Separate Property or Marital Property
Separate property belongs to an individual before a marriage. In states that follow common law practices, marital property and individual spousal property are considered two separate categories. Only earnings, along with property and debt acquired by the parties during the marriage, are subject to equal division should the marriage dissolve. In community property states, spouses automatically become joint owners of all combined assets when bought with community funds. While gifts or inheritances are generally excludable, it is possible these assets could be commingled with community property and not easily separated upon dissolution of a marriage.
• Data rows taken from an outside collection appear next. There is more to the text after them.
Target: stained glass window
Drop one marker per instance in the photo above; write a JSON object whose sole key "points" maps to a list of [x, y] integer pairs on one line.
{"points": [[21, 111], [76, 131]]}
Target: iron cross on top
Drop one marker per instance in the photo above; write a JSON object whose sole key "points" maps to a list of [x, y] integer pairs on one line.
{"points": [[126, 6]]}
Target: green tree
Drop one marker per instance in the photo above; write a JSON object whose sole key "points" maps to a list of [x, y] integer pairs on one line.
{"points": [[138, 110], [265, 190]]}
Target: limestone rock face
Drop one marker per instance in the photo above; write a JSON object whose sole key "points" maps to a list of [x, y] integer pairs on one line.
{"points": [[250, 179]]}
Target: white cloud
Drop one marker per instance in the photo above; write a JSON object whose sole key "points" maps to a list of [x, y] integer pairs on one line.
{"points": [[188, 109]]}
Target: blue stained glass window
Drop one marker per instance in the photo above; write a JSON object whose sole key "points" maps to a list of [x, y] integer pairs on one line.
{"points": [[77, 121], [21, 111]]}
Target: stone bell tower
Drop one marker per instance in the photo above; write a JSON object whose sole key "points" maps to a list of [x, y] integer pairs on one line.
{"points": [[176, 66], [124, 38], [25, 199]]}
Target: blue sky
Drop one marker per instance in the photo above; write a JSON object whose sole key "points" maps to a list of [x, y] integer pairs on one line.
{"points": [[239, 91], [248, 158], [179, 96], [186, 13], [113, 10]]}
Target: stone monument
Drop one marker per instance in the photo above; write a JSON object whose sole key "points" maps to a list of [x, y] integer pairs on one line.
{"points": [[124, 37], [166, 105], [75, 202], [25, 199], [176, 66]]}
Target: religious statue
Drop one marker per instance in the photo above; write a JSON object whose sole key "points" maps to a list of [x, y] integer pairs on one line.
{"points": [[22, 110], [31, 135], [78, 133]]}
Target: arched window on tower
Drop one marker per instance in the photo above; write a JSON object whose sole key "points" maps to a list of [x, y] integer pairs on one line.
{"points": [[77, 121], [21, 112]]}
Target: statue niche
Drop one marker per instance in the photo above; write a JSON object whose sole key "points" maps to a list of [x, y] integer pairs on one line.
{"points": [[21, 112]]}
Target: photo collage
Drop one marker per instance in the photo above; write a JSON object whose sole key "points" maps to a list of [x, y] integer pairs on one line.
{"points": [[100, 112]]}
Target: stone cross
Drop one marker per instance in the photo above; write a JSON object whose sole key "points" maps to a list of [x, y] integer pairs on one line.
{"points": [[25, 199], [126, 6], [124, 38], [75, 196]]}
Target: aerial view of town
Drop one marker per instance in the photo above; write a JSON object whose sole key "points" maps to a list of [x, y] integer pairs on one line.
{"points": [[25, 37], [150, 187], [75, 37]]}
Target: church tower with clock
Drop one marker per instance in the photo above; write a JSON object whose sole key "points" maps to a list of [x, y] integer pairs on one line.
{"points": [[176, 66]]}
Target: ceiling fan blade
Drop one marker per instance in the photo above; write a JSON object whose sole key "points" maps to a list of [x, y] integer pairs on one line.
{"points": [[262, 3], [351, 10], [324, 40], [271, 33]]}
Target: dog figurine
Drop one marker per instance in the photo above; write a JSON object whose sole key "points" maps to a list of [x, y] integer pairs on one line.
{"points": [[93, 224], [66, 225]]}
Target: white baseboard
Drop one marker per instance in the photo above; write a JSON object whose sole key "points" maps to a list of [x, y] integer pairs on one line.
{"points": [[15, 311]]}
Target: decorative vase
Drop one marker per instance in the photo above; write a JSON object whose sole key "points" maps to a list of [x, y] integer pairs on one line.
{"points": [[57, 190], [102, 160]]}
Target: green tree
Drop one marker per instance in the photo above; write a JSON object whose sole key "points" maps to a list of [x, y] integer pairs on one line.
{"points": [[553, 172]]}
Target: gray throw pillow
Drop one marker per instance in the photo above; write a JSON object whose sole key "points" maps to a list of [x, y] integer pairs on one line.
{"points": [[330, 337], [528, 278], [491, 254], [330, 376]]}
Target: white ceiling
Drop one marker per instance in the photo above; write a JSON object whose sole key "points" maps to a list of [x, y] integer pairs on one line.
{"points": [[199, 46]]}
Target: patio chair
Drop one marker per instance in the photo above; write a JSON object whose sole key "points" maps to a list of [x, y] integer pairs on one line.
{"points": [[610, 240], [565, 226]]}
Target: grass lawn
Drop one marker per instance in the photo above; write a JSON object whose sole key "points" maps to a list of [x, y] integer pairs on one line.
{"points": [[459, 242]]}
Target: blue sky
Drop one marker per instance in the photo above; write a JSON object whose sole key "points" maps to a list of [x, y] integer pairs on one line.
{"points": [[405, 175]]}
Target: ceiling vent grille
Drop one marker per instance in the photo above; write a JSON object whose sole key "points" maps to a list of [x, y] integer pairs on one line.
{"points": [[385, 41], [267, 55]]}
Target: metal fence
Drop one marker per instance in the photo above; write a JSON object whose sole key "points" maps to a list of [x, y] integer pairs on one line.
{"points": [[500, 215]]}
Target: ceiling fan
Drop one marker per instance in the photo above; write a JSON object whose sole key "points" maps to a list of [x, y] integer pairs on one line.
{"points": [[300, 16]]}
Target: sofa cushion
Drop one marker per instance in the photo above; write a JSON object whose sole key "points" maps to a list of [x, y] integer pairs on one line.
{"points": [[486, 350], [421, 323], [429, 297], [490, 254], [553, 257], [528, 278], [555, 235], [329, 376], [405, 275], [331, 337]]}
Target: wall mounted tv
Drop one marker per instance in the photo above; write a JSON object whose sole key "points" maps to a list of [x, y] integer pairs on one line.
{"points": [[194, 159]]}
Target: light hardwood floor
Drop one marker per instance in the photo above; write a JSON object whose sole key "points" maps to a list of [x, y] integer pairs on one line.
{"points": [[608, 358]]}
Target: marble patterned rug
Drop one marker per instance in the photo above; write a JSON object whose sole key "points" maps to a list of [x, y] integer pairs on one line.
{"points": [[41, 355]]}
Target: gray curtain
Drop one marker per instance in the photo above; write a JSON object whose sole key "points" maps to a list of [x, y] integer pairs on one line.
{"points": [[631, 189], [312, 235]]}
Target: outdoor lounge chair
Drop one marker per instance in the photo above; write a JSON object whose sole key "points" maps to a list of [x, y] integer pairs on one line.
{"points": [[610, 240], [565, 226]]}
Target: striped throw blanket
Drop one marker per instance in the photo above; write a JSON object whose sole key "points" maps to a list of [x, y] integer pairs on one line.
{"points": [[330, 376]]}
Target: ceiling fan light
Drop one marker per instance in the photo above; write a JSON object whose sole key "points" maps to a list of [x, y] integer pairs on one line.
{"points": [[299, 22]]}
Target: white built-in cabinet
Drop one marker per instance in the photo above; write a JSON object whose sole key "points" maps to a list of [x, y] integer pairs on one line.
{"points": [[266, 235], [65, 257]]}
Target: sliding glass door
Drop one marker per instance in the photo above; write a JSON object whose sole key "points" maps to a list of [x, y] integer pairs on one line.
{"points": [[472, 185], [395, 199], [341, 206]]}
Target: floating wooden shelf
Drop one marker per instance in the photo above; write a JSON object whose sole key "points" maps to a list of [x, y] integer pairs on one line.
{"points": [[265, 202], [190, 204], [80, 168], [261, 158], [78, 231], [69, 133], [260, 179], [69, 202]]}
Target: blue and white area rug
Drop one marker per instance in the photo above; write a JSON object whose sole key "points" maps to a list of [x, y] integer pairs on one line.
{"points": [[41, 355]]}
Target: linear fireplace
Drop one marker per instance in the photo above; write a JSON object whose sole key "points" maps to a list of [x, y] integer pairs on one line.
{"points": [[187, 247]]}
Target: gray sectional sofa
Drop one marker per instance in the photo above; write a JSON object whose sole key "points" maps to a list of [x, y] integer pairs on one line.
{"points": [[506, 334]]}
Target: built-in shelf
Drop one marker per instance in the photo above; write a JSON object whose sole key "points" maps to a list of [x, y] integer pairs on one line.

Separate or Joint Bank Accounts
Separate, joint, or a combination of the two? Multiple bank accounts may be necessary to meet financial goals in marriage. Joint accounts can simplify bill paying and expense management. In this scenario, each partner has access to money at any time, and spending can be viewed by both parties. What’s more, managing money together can help build trust. On the other hand, separate bank accounts allow each partner to retain financial independence. This avenue provides more autonomy and can lead to harmony if partners do not have to explain spending habits. A combination of separate and joint accounts may prove to be the best solution for your marriage. Regardless of your decision, open communication about financial goals and how to handle daily expenses will serve your marriage well.
Higher or Lower Salary
Blending finances may present a challenge when incomes earned by individual spouses are not equal. Under the proportional method, spouses each contribute to cover household expenses at a rate that is proportional to their respective incomes. In this scenario, the higher income earner would contribute more to cover household expenses. This method is best suited for couples with stable incomes. The raw contribution method requires each spouse to contribute the same amount of funds to cover expenses regardless of income. This method avoids punishing the higher-income earner but can strain the relationship if the lower-income earner does not enjoy the same spending flexibility as their spouse. The complete combine method involves both spouses depositing all income into and paying all expenses from a joint account regardless of income. This method can be problematic if one spouse is a spender while their partner is more frugal with money.
Approaching your marriage and your finances together as a team is paramount for marital success. Open communication about your financial picture can not only build trust but also ward off marital conflicts.